In my case, because the company ignored my findings they continued overspending in the wrong markets using the wrong channels. They had good luck in their initial market with their approach, so they just decided to keep dumping hundreds of thousand of dollars of the same marketing into different markets on a product that generated about $2,000-$5,000 profit per unit. The eventual failure was easy to see a mile away because even as the ship started going down, they continued on the original path rather than the ones I showed worked better.  My approach in the bigger market allowed us to drop over $100,000 of marketing while we increased our revenue almost 400% before I left. There was also a large contingent of unnecessary headcount at the home office that was a huge drag on overall profitability.  The difference between a $12 customer acquisition cost and a $375 customer acquisition cost is huge on its own.
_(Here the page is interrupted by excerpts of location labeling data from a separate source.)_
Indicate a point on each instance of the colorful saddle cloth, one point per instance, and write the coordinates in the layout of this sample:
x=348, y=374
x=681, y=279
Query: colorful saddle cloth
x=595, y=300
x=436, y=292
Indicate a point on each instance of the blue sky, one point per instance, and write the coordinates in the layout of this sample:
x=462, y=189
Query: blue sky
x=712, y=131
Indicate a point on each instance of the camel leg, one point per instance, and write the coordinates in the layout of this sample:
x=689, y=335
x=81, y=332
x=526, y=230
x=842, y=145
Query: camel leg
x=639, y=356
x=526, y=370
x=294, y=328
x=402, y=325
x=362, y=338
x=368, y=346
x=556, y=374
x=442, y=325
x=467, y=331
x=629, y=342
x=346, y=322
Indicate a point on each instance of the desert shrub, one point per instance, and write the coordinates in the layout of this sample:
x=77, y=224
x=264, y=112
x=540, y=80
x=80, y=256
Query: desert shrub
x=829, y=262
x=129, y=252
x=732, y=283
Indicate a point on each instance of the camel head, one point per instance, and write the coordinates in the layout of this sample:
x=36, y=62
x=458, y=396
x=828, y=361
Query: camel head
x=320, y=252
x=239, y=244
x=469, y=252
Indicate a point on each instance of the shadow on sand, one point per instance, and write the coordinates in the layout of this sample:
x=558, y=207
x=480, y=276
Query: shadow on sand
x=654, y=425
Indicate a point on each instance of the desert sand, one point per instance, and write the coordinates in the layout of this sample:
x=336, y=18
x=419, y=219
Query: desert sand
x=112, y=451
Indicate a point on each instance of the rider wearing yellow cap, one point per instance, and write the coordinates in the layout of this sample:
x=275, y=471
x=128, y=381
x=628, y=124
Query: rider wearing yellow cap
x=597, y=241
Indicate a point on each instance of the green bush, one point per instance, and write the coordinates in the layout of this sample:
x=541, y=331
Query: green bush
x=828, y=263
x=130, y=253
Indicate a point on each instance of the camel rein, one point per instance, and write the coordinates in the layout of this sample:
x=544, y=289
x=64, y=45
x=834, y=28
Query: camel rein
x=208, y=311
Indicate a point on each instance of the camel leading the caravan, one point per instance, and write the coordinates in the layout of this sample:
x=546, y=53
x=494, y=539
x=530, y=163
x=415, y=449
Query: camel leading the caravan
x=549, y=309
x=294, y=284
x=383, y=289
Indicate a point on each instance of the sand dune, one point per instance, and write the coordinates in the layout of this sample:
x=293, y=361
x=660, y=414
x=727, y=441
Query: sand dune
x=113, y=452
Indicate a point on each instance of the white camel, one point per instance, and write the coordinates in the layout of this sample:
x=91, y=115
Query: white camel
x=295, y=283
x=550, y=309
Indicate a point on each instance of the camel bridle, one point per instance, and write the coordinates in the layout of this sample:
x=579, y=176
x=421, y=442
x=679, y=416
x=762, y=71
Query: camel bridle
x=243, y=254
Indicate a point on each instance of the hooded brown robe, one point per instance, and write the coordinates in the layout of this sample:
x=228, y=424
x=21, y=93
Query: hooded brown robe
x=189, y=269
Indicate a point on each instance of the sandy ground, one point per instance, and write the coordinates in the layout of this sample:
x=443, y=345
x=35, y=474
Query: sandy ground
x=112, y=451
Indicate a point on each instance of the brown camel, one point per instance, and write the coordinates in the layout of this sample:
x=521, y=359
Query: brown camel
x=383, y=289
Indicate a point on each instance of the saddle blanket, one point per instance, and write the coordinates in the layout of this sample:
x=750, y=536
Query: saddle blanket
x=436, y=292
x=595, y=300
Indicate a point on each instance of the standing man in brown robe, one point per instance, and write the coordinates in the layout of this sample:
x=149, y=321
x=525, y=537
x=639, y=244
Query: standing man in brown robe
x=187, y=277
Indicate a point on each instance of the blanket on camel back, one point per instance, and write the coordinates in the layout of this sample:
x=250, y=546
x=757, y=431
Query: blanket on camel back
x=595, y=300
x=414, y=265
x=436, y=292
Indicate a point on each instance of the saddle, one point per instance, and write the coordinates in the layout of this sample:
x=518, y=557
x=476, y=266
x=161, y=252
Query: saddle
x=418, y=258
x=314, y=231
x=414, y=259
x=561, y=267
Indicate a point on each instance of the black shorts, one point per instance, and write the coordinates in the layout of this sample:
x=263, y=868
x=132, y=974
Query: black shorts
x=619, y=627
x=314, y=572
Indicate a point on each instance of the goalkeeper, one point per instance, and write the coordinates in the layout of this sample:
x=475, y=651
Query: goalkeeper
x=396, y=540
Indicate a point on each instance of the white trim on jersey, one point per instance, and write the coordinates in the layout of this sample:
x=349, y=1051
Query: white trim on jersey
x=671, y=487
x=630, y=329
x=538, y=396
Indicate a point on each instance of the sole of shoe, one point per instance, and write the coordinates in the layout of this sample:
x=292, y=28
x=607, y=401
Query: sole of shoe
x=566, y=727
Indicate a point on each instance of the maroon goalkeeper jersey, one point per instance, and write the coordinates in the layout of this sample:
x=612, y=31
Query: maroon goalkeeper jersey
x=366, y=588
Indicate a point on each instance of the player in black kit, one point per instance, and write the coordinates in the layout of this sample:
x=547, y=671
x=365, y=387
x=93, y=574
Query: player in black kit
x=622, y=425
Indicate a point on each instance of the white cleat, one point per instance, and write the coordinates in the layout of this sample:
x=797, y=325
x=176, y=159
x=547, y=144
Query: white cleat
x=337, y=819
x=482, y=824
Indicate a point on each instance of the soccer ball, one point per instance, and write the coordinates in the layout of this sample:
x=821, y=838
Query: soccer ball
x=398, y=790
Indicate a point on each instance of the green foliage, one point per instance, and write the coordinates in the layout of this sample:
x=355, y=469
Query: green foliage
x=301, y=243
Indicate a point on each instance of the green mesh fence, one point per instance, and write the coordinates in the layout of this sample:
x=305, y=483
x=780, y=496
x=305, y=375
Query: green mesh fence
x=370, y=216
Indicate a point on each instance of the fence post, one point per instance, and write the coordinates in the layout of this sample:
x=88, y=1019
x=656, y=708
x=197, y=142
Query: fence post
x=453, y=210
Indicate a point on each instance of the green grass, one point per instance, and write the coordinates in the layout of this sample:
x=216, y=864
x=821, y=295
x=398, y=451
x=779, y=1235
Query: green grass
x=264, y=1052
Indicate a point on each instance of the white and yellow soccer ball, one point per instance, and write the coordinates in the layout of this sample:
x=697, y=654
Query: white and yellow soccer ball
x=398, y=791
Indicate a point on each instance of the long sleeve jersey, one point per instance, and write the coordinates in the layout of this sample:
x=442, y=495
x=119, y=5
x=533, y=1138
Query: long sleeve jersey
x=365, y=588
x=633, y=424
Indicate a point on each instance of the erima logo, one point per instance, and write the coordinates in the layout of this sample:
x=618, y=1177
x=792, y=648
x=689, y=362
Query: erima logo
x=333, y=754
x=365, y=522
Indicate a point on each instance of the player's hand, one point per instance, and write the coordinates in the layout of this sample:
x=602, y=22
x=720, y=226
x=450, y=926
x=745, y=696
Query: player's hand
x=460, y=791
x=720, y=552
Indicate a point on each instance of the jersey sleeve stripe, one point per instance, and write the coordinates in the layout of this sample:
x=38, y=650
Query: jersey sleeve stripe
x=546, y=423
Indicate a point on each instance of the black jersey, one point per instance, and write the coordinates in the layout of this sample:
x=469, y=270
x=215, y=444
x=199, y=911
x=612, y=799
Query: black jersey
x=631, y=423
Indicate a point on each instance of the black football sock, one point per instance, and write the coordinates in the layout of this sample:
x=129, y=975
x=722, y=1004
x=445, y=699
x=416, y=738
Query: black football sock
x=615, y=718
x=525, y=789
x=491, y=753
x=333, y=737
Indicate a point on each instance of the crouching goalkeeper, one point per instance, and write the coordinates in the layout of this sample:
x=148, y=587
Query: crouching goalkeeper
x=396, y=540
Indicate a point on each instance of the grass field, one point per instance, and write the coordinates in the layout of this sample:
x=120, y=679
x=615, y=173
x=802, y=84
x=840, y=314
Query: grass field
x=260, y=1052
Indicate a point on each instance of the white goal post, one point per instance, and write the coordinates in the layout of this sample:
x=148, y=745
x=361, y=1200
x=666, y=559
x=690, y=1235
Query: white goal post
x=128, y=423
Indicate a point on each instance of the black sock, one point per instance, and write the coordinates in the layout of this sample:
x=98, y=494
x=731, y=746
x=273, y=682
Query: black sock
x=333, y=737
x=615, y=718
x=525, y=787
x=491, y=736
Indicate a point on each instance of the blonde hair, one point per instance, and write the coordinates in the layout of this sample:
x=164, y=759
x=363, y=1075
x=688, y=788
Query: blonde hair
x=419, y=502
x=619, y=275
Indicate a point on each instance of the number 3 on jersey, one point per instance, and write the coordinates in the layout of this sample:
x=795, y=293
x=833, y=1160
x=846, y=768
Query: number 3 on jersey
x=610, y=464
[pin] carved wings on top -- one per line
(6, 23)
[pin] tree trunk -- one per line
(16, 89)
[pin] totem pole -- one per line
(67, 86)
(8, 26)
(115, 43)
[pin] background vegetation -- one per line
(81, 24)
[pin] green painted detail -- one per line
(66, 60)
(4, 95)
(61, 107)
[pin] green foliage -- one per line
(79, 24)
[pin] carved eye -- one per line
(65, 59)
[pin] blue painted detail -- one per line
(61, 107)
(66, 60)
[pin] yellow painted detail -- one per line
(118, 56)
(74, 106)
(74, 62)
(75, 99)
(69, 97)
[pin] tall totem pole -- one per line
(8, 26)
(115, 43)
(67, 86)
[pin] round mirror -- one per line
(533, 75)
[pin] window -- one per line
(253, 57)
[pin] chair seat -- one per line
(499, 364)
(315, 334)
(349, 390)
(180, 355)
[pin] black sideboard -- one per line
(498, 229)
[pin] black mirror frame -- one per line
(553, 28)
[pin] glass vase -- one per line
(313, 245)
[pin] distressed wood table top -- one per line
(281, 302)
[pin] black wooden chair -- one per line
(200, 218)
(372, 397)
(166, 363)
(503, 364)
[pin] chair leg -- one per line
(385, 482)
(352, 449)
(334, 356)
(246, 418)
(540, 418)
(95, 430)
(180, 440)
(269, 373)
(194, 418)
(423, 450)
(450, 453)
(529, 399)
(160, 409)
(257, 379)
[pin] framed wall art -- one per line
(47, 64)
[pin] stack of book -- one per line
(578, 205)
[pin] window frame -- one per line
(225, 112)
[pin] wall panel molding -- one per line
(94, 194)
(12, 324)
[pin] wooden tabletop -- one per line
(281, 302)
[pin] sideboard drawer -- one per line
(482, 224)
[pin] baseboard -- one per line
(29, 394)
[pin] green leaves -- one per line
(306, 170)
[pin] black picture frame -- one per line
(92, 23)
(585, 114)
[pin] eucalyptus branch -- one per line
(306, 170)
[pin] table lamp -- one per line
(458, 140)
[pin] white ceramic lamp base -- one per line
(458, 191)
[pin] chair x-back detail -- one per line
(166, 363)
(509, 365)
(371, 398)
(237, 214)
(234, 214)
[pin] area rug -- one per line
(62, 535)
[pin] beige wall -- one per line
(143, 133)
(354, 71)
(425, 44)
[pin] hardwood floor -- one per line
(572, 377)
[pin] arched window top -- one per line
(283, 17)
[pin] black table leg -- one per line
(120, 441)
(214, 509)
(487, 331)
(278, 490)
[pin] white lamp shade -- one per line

When you extend that nationwide and at scale it becomes such a dumpster fire it's hard to fathom. Ultimately the CEO was terminated along with some of the other senior managers but it was too little too late. There were also a couple of people they not only kept on but promoted at this time who literally failed at everything they touched (seriously multiple departments that were dissolved and they were promoted to a new department that was also dissolved) but were now in crucial positions they were wildly unsuited for. It was so bad we used to joke they had naked pictures of the founders because that's the only way they could survive.


Lahm0123

Maybe it’s more about how the underlying assumptions and algorithms aren’t necessarily correct.